- Born: 4 August 1931
- Died: 11 June 2022 (aged 90)
- Education: Supélec
- Occupation: Businessman

= Michel Cosson =

French businessman (1931–2022)

Michel Cosson (4 August 1931 – 11 June 2022) was a French businessman. He was Director-General of Les Mutuelles du Mans Assurances from 1986 to 1992 and President of the Automobile Club de l'Ouest (ACO) from 1992 to 2003. A prominent figure in motor racing, he was known for aiding the financial recovery of the 24 Hours of Le Mans in the 1990s and the creation of similar competitions abroad.

==Biography==
Cosson graduated from Supélec in 1955 with a degree in economics. He began his career with ONERA before becoming President of the Club des Nageurs du Mans from 1965 to 1975. He was Director-General of Défense Automobile et Sportive from 1981 to 1993 and of Mutuelles du Mans from 1986 to 1992.

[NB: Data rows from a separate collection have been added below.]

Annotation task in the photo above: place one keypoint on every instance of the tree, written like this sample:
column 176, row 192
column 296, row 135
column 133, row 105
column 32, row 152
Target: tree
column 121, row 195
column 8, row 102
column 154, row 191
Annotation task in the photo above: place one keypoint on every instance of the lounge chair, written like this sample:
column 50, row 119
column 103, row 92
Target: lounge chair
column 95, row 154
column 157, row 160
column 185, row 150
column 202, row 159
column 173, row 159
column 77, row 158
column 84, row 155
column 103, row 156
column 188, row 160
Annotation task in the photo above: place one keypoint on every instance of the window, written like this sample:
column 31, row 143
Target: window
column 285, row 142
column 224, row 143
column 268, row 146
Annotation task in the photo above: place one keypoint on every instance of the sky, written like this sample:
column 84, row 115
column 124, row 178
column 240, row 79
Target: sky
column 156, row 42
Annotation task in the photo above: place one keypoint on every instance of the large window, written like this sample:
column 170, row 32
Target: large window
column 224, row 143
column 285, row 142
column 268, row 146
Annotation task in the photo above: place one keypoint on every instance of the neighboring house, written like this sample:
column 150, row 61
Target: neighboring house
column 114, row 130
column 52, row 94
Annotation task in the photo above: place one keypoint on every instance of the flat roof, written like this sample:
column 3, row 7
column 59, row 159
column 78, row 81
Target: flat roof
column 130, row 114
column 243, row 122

When Cosson became President of ACO in 1992, it was facing major difficulties. As an association under the French law of 1901, ACO required a debt moratorium due to the installation of the Circuit de la Sarthe, which led the club to accumulate debts of 85 million francs. He collaborated with local and regional authorities to implement agreements on the repayment of debt. In 2001, a Syndicat Mixte took over the circuit's installations, therefore saving the 24 Hours of Le Mans event.

In the early 1990s, the Fédération Internationale de l'Automobile (FIA) decided to end the World Sportscar Championship. This led the ACO to require its own recruitment of car manufacturers. After great pressure, the FIA and the ACO created the FIA World Endurance Championship in 2012.

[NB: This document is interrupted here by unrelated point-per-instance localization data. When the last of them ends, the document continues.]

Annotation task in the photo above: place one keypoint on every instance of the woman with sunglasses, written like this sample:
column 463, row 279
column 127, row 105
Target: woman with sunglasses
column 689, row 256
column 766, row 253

After discussions with Don Panoz, Cosson created the Petit Le Mans in 1998. This race was the starting point for the American Le Mans Series, which was followed by the birth of the European Le Mans Series and the Asian Le Mans Series. After discussions with Claude Michy, the French motorcycle Grand Prix was raced at Le Mans beginning in 2000. After further discussions with Peter Auto, the Le Mans Classic was started in 2002. At a local level, Michel Cosson created the departmental commissions of the ACO.

Michel Cosson died on 11 June 2022 at the age of 90.